News: Special Olympics: Contenders come aboard station for competition
Story by Cpl. Claudio Martinez
IWAKUNI, Japan - Approximately 75 Special Olympians came out to the Fifth Annual Japanese Special Olympics Sports Day, hosted by Marine Corps Community Services, here Sunday.
Athletes from three prefectures, Hiroshima, Yamaguchi and Kumamoto, overcame their disabilities and competed in three different sports.
Thomas Durning, MCCS athletic director said allowing athletes to choose their own sports lets them overcome their individual disabilities and compete in what they like to do.
Special Olympians were able to choose to compete in soccer, bicycling or disk golf. Disk golf is a sport played with Frisbees, which must be thrown through a raised, vertical hula-hoop. All Special Olympians celebrated together and everyone was a winner.
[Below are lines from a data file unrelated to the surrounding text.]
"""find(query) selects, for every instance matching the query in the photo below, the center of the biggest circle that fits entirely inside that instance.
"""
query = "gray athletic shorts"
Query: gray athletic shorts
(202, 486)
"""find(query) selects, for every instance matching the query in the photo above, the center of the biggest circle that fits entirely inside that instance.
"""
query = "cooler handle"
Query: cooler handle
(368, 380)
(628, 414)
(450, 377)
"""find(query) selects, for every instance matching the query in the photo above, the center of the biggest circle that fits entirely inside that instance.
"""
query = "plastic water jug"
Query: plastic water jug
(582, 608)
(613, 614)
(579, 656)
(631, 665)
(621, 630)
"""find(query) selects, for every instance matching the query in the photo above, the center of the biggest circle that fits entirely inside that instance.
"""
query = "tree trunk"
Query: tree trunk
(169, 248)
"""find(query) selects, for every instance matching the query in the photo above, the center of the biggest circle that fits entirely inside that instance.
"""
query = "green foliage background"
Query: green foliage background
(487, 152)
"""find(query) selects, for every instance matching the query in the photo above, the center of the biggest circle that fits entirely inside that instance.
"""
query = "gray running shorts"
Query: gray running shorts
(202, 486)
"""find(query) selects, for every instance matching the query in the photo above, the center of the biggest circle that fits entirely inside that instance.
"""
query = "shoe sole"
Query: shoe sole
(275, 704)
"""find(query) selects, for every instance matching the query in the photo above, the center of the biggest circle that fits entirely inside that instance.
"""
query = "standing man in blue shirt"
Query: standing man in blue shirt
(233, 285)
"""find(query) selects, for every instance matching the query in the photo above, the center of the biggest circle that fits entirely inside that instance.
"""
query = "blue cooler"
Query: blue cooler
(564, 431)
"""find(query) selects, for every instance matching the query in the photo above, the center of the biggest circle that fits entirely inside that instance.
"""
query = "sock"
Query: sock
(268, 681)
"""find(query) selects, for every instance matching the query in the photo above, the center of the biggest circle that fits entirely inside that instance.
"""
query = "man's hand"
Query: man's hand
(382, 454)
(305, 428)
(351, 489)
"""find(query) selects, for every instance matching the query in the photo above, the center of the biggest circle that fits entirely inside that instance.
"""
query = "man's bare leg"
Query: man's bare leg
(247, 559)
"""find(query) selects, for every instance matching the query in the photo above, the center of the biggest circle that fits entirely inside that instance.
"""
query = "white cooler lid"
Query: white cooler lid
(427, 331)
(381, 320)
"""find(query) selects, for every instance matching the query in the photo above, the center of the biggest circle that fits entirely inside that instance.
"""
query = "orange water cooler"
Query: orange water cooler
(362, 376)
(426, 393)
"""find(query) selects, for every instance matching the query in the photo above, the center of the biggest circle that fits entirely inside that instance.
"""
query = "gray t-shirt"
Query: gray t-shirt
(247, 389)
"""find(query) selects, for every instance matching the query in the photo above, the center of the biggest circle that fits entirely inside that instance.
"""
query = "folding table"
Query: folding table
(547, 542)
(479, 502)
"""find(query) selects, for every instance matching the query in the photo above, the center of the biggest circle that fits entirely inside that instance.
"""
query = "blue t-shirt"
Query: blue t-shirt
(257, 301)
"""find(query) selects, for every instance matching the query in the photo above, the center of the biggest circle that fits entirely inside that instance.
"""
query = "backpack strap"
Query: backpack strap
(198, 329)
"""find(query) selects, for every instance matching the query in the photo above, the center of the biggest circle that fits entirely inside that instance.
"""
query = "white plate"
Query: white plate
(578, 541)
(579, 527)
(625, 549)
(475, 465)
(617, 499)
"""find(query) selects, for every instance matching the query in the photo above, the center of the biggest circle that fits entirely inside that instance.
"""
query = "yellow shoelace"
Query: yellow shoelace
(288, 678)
“The good thing was everyone received medals,” said Mai Tajima, MCCS recreational specialist. “Even the brothers and sisters who helped received their medals.”
Family members and volunteers also participated in the festivities. Station residents and Special Olympians played, helped and learned from each other throughout the event.
“I want people to recognize the friendship,” said Tajima. “They cheered each other on. These athletes don’t know each other. Maybe the Hiroshima people know each other, maybe Yamaguchi or Kumamoto people but they were all playing, talking and laughing [together].”
Athletes and station volunteers gathered to build upon their strong ties during the event.
“There was friendship between American and Japanese. All the participants love to hear English, and they want to be here to hear English, and they don’t get to see you guys very often,” said Tajima.
Many station volunteers were happy they came out to help with the Special Olympics.
Lance Cpl. Jimmy S. Harden, Combat Logistics Company 36 motor transportation operator, volunteered his free time Sunday to help special competitors.
Harden said he had a great time and will be happy to do it again next year.
Tanaka Kunihiro, a Special Olympian from the Kumamoto Prefecture was just one of the many competitors.
Kunihiro said he was nervous about the competition, but had fun and thinks he did well.
October marks the fifth year the Japanese Special Olympics has been hosted here. According to the Special Olympics website, most attitudes towards people with intellectual disabilities are framed by negative stereotypes and misconceptions.
Yet when people see Special Olympics athletes in competition, they realize not just what those with intellectual disabilities can do, but what they themselves can do to build a better world.